Jeżeli posłowie przekonają się, że ich eugeniczna postawa jest aprobowana albo nawet uwiarygodniana - zgorszenie będzie wielkie.
88 825 osób głosujących na kogoś z naszych przedstawicieli w Parlamencie, kto nie chciał rozmawiać o życiu niepełnosprawnych, przekonały się, że życie dla ich posłów ma tylko względną wartość. Jeśli nie spełniasz parametrów – można cię zabić, nie obawiając się żadnych konsekwencji. Kto ustala parametry? Inni – także przez głosowanie.
Czy wyborcy przejmą się tym, gdyż boli ich wybiórcze traktowanie ludzkiego życia? Czy raczej będą gratulować swoim posłom ich eugenicznej postawy? Z kolei 19 187 osób głosujących na Annę Zalewską i Andrzeja Dąbrowskiego może dziękować Bogu, że nie poparli kogoś, kto ignoruje naturalne prawo do życia – prawo, bez którego wszystkie pozostałe prawa nie mają absolutnie żadnego znaczenia.
Śledząc debatę, która 27 września miała miejsce w Sejmie, można było się prawdziwie zdumieć, jak bardzo polityka potrafi zniszczyć zdrowy rozsądek i ludzkie odruchy. Nie wierzę, że pani Mrzygłodzka czy pani Wielichowska albo pan Szulc potrafiliby stanąć przed rodzicami Michała z Zespołem Downa i powiedzieć im: wasz syn jest mniej wartościowy od naszych własnych, zdrowych dzieci, cieszymy się, że państwo polskie ceni tylko pełnosprawnych, a pozostałych uważa za ciężar, którego można się pozbyć, gdy są bezbronni; jak to dobrze, że przyłożyliśmy rękę do wielkiego dzieła oczyszczania społeczeństwa z kalek i upośledzonych umysłowo. Nie wierzę!

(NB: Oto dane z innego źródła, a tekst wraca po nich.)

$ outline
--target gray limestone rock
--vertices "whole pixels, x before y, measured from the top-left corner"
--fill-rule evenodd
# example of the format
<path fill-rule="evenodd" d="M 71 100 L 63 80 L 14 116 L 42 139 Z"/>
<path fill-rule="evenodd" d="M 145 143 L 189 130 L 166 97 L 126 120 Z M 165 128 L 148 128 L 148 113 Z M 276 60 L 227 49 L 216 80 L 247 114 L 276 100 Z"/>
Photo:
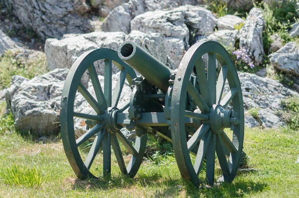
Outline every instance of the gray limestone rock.
<path fill-rule="evenodd" d="M 255 65 L 263 63 L 265 54 L 263 44 L 263 28 L 265 20 L 260 8 L 253 8 L 240 30 L 240 47 L 246 48 Z"/>
<path fill-rule="evenodd" d="M 67 69 L 56 69 L 30 80 L 14 77 L 18 80 L 13 81 L 11 87 L 15 88 L 7 92 L 6 101 L 17 130 L 39 136 L 60 131 L 60 100 L 68 72 Z"/>
<path fill-rule="evenodd" d="M 271 65 L 292 74 L 299 75 L 299 46 L 290 42 L 269 55 Z"/>
<path fill-rule="evenodd" d="M 22 23 L 43 39 L 94 31 L 85 0 L 5 0 Z"/>

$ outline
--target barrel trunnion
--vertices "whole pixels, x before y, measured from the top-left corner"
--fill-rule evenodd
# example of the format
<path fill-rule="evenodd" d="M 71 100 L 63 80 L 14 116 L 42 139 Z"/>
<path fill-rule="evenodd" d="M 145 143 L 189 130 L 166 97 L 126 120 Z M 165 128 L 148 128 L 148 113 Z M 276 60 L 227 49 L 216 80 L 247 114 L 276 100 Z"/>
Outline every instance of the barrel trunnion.
<path fill-rule="evenodd" d="M 201 58 L 206 53 L 207 72 Z M 105 61 L 104 84 L 94 65 L 99 59 Z M 216 60 L 221 65 L 218 77 Z M 121 71 L 115 87 L 112 86 L 112 63 Z M 137 76 L 132 68 L 142 76 Z M 80 82 L 86 71 L 90 76 L 94 97 Z M 226 83 L 229 91 L 225 93 Z M 131 96 L 130 102 L 120 105 L 125 83 L 131 86 Z M 74 104 L 78 94 L 94 110 L 93 114 L 75 112 Z M 218 181 L 232 182 L 238 170 L 244 139 L 242 92 L 233 62 L 225 49 L 216 42 L 193 45 L 177 71 L 132 41 L 123 43 L 118 52 L 105 48 L 89 51 L 71 68 L 61 104 L 64 147 L 80 178 L 97 178 L 96 175 L 101 175 L 99 170 L 103 177 L 109 176 L 115 171 L 111 170 L 111 160 L 115 159 L 122 174 L 134 177 L 142 161 L 148 133 L 172 142 L 183 178 L 196 186 L 214 183 L 215 155 L 223 174 Z M 74 117 L 84 119 L 91 129 L 77 139 Z M 227 128 L 231 133 L 224 131 Z M 121 131 L 125 128 L 136 134 L 135 140 L 123 134 Z M 78 147 L 91 138 L 94 139 L 91 148 L 88 154 L 83 153 Z M 103 154 L 100 154 L 101 150 Z M 124 150 L 131 154 L 130 160 L 123 154 Z M 199 174 L 202 172 L 206 175 L 203 179 Z"/>

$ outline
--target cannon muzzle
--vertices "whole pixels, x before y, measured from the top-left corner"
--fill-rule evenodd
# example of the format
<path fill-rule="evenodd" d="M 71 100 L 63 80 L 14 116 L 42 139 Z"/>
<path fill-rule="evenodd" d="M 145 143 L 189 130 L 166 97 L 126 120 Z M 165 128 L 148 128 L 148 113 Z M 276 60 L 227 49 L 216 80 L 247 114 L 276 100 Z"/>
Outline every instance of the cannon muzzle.
<path fill-rule="evenodd" d="M 131 41 L 126 41 L 118 50 L 120 58 L 163 92 L 169 87 L 173 71 Z"/>

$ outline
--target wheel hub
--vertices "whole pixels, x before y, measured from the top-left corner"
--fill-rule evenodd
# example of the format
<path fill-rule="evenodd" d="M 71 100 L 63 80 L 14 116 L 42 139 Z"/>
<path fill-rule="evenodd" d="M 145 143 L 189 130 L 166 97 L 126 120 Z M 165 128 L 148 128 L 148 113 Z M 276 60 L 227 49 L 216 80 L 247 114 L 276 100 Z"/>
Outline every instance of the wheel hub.
<path fill-rule="evenodd" d="M 231 126 L 230 119 L 232 110 L 225 110 L 221 105 L 214 104 L 210 111 L 210 125 L 212 132 L 221 133 L 223 129 Z"/>

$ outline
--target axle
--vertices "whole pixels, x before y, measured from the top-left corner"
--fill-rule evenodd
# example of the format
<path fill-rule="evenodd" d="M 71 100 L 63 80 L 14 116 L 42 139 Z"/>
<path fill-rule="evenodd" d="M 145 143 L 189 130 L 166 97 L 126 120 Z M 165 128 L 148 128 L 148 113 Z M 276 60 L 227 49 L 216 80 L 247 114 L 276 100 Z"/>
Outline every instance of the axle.
<path fill-rule="evenodd" d="M 168 80 L 173 71 L 131 41 L 120 46 L 118 55 L 124 61 L 136 70 L 151 84 L 163 93 L 169 87 Z"/>

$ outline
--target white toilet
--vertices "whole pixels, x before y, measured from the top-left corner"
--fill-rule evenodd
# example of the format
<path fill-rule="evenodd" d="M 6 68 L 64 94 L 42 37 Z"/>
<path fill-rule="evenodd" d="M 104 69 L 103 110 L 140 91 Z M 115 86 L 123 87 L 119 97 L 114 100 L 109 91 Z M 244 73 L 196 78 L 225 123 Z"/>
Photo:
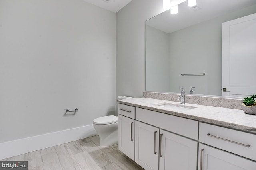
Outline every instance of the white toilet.
<path fill-rule="evenodd" d="M 118 99 L 130 99 L 131 97 L 118 96 Z M 118 143 L 118 117 L 103 116 L 93 120 L 93 126 L 100 137 L 100 145 L 109 147 Z"/>
<path fill-rule="evenodd" d="M 104 116 L 93 120 L 93 126 L 100 137 L 100 145 L 108 147 L 118 143 L 118 117 Z"/>

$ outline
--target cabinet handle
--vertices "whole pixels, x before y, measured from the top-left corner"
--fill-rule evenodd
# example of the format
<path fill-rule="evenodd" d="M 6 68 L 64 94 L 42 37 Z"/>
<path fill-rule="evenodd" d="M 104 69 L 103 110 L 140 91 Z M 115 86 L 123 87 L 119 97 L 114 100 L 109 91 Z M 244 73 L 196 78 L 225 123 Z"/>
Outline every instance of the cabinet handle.
<path fill-rule="evenodd" d="M 202 163 L 203 160 L 203 151 L 204 151 L 204 149 L 202 149 L 201 150 L 201 158 L 200 158 L 200 170 L 202 170 Z"/>
<path fill-rule="evenodd" d="M 131 141 L 133 141 L 132 139 L 132 124 L 133 124 L 133 122 L 131 123 Z"/>
<path fill-rule="evenodd" d="M 209 137 L 214 137 L 214 138 L 215 138 L 218 139 L 219 139 L 223 140 L 223 141 L 227 141 L 228 142 L 231 142 L 231 143 L 235 143 L 236 144 L 239 145 L 242 145 L 242 146 L 243 146 L 245 147 L 247 147 L 248 148 L 249 148 L 251 146 L 251 145 L 250 145 L 243 144 L 242 143 L 239 143 L 239 142 L 235 142 L 234 141 L 230 141 L 230 140 L 227 139 L 224 139 L 224 138 L 222 138 L 220 137 L 217 137 L 217 136 L 214 136 L 213 135 L 210 135 L 210 133 L 208 133 L 207 134 L 207 136 L 209 136 Z"/>
<path fill-rule="evenodd" d="M 123 111 L 126 111 L 126 112 L 131 113 L 132 111 L 128 111 L 123 109 L 119 109 L 119 110 L 122 110 Z"/>
<path fill-rule="evenodd" d="M 157 131 L 156 131 L 154 133 L 154 154 L 156 154 L 156 135 L 157 133 Z"/>
<path fill-rule="evenodd" d="M 162 133 L 160 135 L 160 158 L 163 156 L 163 155 L 162 155 Z"/>

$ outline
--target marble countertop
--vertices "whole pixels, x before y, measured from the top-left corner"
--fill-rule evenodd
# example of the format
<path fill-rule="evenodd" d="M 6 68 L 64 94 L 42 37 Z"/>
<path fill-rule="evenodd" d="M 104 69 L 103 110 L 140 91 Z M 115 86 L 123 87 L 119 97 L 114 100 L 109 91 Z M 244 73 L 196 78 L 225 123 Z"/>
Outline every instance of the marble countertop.
<path fill-rule="evenodd" d="M 245 114 L 242 110 L 186 103 L 197 108 L 181 111 L 158 106 L 162 103 L 180 103 L 146 98 L 118 100 L 120 103 L 171 115 L 208 123 L 256 134 L 256 115 Z"/>

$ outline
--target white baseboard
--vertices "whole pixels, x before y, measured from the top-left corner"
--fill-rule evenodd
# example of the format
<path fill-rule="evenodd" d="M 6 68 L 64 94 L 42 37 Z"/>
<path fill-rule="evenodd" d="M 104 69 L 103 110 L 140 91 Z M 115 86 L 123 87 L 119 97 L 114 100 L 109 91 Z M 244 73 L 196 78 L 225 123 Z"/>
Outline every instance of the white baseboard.
<path fill-rule="evenodd" d="M 97 134 L 90 125 L 0 143 L 0 160 Z"/>

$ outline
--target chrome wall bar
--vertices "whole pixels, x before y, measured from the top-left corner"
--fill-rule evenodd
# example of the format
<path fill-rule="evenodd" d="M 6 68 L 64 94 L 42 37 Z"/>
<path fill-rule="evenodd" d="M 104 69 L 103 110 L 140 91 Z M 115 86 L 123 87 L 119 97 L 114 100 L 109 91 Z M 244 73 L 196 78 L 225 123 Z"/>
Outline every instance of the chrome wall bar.
<path fill-rule="evenodd" d="M 205 73 L 198 73 L 198 74 L 180 74 L 181 76 L 204 76 Z"/>
<path fill-rule="evenodd" d="M 75 110 L 69 110 L 68 109 L 67 109 L 66 110 L 66 112 L 76 112 L 76 111 L 78 111 L 78 109 L 77 108 L 76 109 L 75 109 Z"/>

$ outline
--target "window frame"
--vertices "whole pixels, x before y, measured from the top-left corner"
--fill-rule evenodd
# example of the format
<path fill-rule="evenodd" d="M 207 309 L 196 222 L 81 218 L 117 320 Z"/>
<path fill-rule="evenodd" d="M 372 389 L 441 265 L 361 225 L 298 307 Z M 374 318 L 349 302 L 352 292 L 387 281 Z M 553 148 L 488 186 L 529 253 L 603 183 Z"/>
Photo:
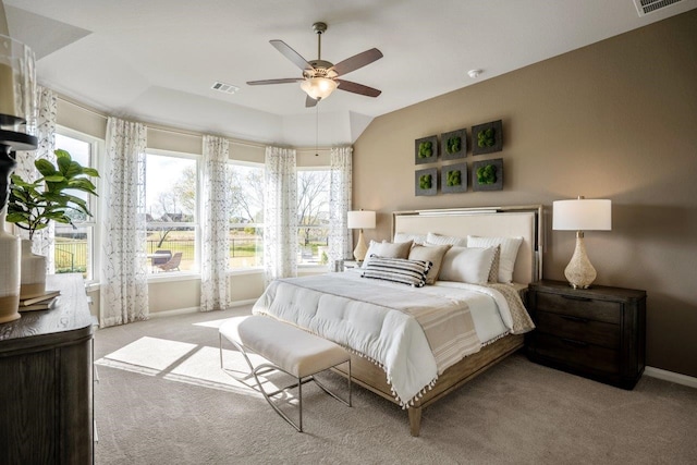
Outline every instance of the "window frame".
<path fill-rule="evenodd" d="M 100 176 L 105 175 L 105 150 L 106 144 L 103 139 L 99 137 L 95 137 L 93 135 L 83 133 L 81 131 L 73 130 L 68 126 L 63 126 L 61 124 L 56 124 L 54 130 L 56 135 L 61 135 L 63 137 L 70 137 L 76 140 L 81 140 L 89 145 L 89 163 L 88 167 L 96 169 L 99 171 Z M 53 137 L 53 150 L 61 149 L 59 147 L 58 142 L 56 142 L 56 137 Z M 72 155 L 72 154 L 71 154 Z M 103 182 L 101 178 L 90 178 L 93 184 L 95 184 L 96 192 L 99 197 L 87 196 L 87 205 L 89 207 L 89 211 L 93 216 L 88 219 L 88 221 L 75 221 L 75 228 L 88 228 L 91 229 L 91 250 L 87 254 L 87 270 L 85 278 L 85 284 L 88 286 L 93 286 L 99 283 L 100 280 L 100 255 L 99 250 L 101 250 L 101 223 L 102 223 L 102 200 L 101 200 L 101 189 L 103 187 Z M 56 260 L 56 232 L 59 228 L 71 228 L 70 225 L 65 227 L 60 223 L 53 224 L 53 260 Z M 87 233 L 87 237 L 89 238 L 89 232 Z M 53 270 L 56 272 L 56 270 Z"/>
<path fill-rule="evenodd" d="M 329 205 L 330 201 L 330 196 L 331 196 L 331 167 L 329 166 L 314 166 L 314 167 L 295 167 L 295 174 L 297 176 L 297 174 L 301 171 L 323 171 L 327 172 L 329 174 L 329 185 L 327 186 L 327 204 Z M 299 176 L 297 176 L 299 178 Z M 299 195 L 299 192 L 298 192 Z M 331 210 L 329 210 L 331 211 Z M 299 218 L 298 218 L 299 220 Z M 322 228 L 321 225 L 301 225 L 299 222 L 297 224 L 297 229 L 299 230 L 301 228 L 309 228 L 309 229 L 318 229 L 318 228 Z M 329 224 L 327 225 L 327 228 L 329 229 Z M 298 231 L 299 233 L 299 231 Z M 299 240 L 299 236 L 298 236 Z M 299 246 L 299 244 L 298 244 Z M 298 269 L 309 269 L 309 270 L 321 270 L 321 269 L 329 269 L 329 264 L 321 264 L 321 262 L 302 262 L 298 260 L 297 262 L 297 268 Z"/>
<path fill-rule="evenodd" d="M 147 209 L 147 170 L 148 170 L 148 156 L 154 155 L 158 157 L 171 157 L 171 158 L 181 158 L 194 160 L 196 163 L 195 173 L 196 173 L 196 201 L 194 203 L 194 222 L 186 221 L 172 221 L 164 223 L 169 227 L 175 228 L 192 228 L 194 231 L 194 265 L 191 270 L 182 270 L 182 271 L 168 271 L 166 273 L 152 273 L 150 271 L 147 272 L 148 282 L 157 282 L 157 281 L 180 281 L 183 279 L 191 279 L 192 277 L 200 277 L 200 253 L 201 253 L 201 229 L 200 229 L 200 183 L 201 183 L 201 173 L 200 173 L 200 154 L 189 154 L 184 151 L 176 150 L 164 150 L 159 148 L 146 147 L 145 149 L 145 170 L 146 170 L 146 180 L 145 180 L 145 199 L 146 199 L 146 209 Z M 154 222 L 148 222 L 146 220 L 146 232 L 148 223 L 152 224 Z"/>
<path fill-rule="evenodd" d="M 228 159 L 228 169 L 230 170 L 234 166 L 260 169 L 262 178 L 266 179 L 266 166 L 262 162 L 235 160 L 234 158 L 229 158 Z M 266 188 L 266 184 L 265 184 L 265 188 Z M 261 211 L 264 211 L 264 205 L 261 206 Z M 265 222 L 261 222 L 261 223 L 230 223 L 228 231 L 230 231 L 233 228 L 249 228 L 249 227 L 254 227 L 254 228 L 257 228 L 257 229 L 260 228 L 261 231 L 264 231 L 264 225 L 265 225 Z M 230 264 L 230 260 L 228 260 L 228 264 Z M 262 272 L 262 271 L 264 271 L 264 260 L 261 261 L 261 265 L 257 265 L 257 266 L 254 266 L 254 267 L 230 268 L 230 266 L 228 266 L 228 274 L 229 276 L 230 274 L 259 273 L 259 272 Z"/>

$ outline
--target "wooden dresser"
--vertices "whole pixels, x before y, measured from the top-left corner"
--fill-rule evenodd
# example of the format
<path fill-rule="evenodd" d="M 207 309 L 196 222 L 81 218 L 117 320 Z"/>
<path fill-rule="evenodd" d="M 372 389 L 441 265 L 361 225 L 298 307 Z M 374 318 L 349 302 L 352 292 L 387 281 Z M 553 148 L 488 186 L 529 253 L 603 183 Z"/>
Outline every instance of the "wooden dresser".
<path fill-rule="evenodd" d="M 93 463 L 93 319 L 80 274 L 50 310 L 0 323 L 0 463 Z"/>
<path fill-rule="evenodd" d="M 646 363 L 645 291 L 539 281 L 527 302 L 537 326 L 526 338 L 530 360 L 634 388 Z"/>

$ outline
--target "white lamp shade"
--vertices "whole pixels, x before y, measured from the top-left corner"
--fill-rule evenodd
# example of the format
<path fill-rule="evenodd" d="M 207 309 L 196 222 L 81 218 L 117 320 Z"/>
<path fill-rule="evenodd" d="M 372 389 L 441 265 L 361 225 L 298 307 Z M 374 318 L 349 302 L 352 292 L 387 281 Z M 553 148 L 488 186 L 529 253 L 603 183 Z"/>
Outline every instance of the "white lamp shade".
<path fill-rule="evenodd" d="M 552 203 L 552 229 L 559 231 L 612 230 L 612 200 L 585 199 Z"/>
<path fill-rule="evenodd" d="M 301 88 L 305 93 L 317 99 L 325 99 L 331 95 L 339 84 L 328 77 L 310 77 L 301 83 Z"/>
<path fill-rule="evenodd" d="M 371 230 L 375 228 L 375 211 L 348 211 L 346 223 L 350 230 Z"/>

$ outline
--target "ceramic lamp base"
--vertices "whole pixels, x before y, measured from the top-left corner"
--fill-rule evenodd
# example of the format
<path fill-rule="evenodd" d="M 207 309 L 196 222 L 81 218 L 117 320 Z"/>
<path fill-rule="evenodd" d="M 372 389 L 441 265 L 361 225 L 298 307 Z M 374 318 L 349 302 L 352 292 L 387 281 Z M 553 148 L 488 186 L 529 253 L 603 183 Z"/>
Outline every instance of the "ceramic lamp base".
<path fill-rule="evenodd" d="M 367 253 L 368 247 L 366 246 L 366 240 L 363 238 L 363 230 L 359 230 L 358 243 L 356 244 L 356 248 L 353 249 L 353 256 L 357 261 L 363 261 L 366 258 Z"/>
<path fill-rule="evenodd" d="M 590 265 L 590 260 L 586 254 L 583 231 L 576 232 L 576 248 L 564 270 L 564 276 L 568 281 L 568 285 L 574 289 L 588 289 L 596 280 L 596 269 Z"/>
<path fill-rule="evenodd" d="M 4 231 L 0 210 L 0 323 L 20 319 L 20 237 Z"/>
<path fill-rule="evenodd" d="M 46 257 L 32 253 L 32 241 L 22 240 L 21 298 L 38 297 L 46 293 Z"/>

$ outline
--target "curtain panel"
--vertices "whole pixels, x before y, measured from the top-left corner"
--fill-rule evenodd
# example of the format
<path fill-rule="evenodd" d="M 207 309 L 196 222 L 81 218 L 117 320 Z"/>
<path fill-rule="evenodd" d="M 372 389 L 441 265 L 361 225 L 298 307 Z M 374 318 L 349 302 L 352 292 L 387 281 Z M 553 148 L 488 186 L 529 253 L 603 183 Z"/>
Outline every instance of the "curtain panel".
<path fill-rule="evenodd" d="M 268 284 L 297 274 L 295 150 L 267 147 L 264 195 L 264 271 Z"/>
<path fill-rule="evenodd" d="M 14 173 L 26 181 L 35 181 L 40 178 L 40 174 L 34 161 L 40 158 L 56 163 L 56 114 L 58 102 L 53 90 L 46 87 L 37 86 L 37 126 L 36 137 L 38 138 L 38 147 L 33 151 L 19 151 L 16 161 L 17 166 Z M 29 238 L 28 233 L 24 230 L 20 230 L 19 235 L 22 238 Z M 37 231 L 34 234 L 34 241 L 32 243 L 32 252 L 46 257 L 46 272 L 52 273 L 56 268 L 53 259 L 53 243 L 54 243 L 56 225 L 53 221 L 49 222 L 48 228 Z"/>
<path fill-rule="evenodd" d="M 145 219 L 146 127 L 109 117 L 103 178 L 100 326 L 148 318 Z"/>
<path fill-rule="evenodd" d="M 352 256 L 353 236 L 348 230 L 347 211 L 351 210 L 352 147 L 333 147 L 330 152 L 329 186 L 329 260 L 343 260 Z M 330 269 L 334 269 L 331 267 Z"/>
<path fill-rule="evenodd" d="M 201 166 L 200 311 L 224 310 L 230 305 L 230 178 L 229 144 L 204 136 Z"/>

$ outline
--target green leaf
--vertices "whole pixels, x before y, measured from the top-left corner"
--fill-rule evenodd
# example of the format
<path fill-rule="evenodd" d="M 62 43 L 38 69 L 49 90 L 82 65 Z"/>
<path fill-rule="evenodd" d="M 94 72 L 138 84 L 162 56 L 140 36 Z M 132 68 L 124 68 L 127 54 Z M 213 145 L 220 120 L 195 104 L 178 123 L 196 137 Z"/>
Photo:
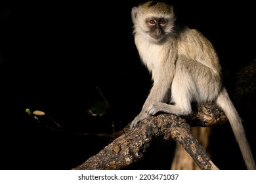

Czemu zatem zagłosowali przeciwko ochronie życia? Zapytać powinien każdy z tych 88 825, kto wierzy, że człowieka stać na więcej niż tylko przyjemne życie bez trudności, że wielkość społeczeństwa poznaje się nie po ilości wybudowanych autostrad, ale po stosunku do najsłabszych: nieuleczalnie chorych, starych, niechcianych, marginalizowanych. Może warto zadawać im to pytanie przy każdej okazji, gdy spotkamy ich na kościelnych uroczystościach – zasiadających już nie w poselskich, ale katolickich ławach – ciekawe, czy ich wyjaśnienia zabrzmią tak samo wiarygodnie wobec Pana życia i śmierci. Nie wierzę!